Not everyone wants a bank
While financial status is the main reason people choose to remain unbanked, it’s not the only one, says Chirag Patel, CEO, digital wallets at payments firm Paysafe.
“Over the last decade, governments and other international organisations have been making their best efforts yet to boost financial inclusion. While the numbers may indicate that these initiatives may have slightly improved the situation, they have one critical flaw. They all assume that the answer to solving financial exclusion is simply enabling access to a traditional bank account.
“Reasons for being underbanked or unbanked vary from not having enough money to meet minimum requirements, high maintenance fees, and the risk of overdrafts – but also many simply choose not to be banked for various reasons.
“According to a Financial Conduct Authority report, a third of the U.K.’s 1.3 million unbanked used to have a bank account but don’t want to have one again. Likewise, 56.2 per cent of unbanked Americans say they aren’t interested in being banked either. So, while there are many initiatives to improve access to bank accounts and digital financial services, those are not the only approach to tackling better financial inclusion.
“Traditional banks and fintechs are no longer the only entities that can deliver financial services. With banking as a service (BaaS) there is an opportunity to enable the unbanked and underbanked to start engaging with the financial system on their terms. BaaS’s potential lies in the fact that it makes it possible for any company to offer financial products tailored to its customers’ needs without having to become a bank.”
Digital assets and DeFi can empower the unbanked
Digital assets are mischaracterised as nothing more than speculative investments or digital playthings for so-called ‘tech bros’ and other privileged groups but the reality could not be further from the truth,” says Alex Tapscott, managing director of Ninepoint Partners’ Digital Asset Group.
He points to a recent survey conducted by Morning Star in the US that revealed that while 10 per cent of the fully banked owned digital assets, a staggering 37 per cent of the underbanked owned them. They’re using digital assets to make payments, store value, invest in emerging technologies and access an array of other DeFi services to fill the gap.
Moreover, 44 per cent of digital asset holders in the US are minorities, according to a survey by the University of Chicago’s National Opinion Research Center.
“Outside the United States, the situation is starker,” he says. “Not only are many people in the global south unbanked or underbanked, but their local currencies are often hyperinflationary, and they suffer under their governments’ draconian capital controls. Consider Nigeria, where nearly 30 per cent of Nigerians use Bitcoin as an alternative to fiat cash.
“In El Salvador, there are more Bitcoin wallets than bank accounts. The digital asset wallet MetaMask, through which individuals buy, sell, and store cryptocurrencies, digital art like NFTs and more, is most popular in the Philippines and Vietnam.

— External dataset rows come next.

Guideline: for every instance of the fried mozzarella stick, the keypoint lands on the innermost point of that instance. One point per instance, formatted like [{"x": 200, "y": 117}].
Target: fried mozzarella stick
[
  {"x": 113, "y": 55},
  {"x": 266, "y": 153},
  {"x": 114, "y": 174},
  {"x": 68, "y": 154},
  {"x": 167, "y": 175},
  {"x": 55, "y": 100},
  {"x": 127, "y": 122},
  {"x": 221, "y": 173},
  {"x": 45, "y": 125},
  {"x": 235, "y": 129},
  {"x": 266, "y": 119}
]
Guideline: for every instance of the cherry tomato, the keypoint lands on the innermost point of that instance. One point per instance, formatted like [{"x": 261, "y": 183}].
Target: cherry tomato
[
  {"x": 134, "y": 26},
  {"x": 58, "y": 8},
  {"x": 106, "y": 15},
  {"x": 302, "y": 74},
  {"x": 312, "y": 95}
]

“To be sure, we face risk as well as opportunity here. Holding most of our wealth in non-stablecoin digital assets like Bitcoin subjects us to bouts of volatility. 2022 has kicked off with a bout of market volatility, felt across many asset classes. Digital assets have not been immune to this tantrum. Rising interest rates and hawkish signals from the Federal Reserve, combined with continued uncertainty around Omicron, have led to a widespread ‘risk off trade.’
“But ultimately this is a positive thing: In the same way cell phones allowed billions of people to leapfrog landlines, digital assets and DeFi are empowering many with financial tools that they could not otherwise access. This is a huge catalyst for economic growth as more people move from the informal cash-based economy to the digital economy of the future. It’s also just plainly a good thing for the world’s unbanked, underbanked and disenfranchised and should be encouraged and celebrated.”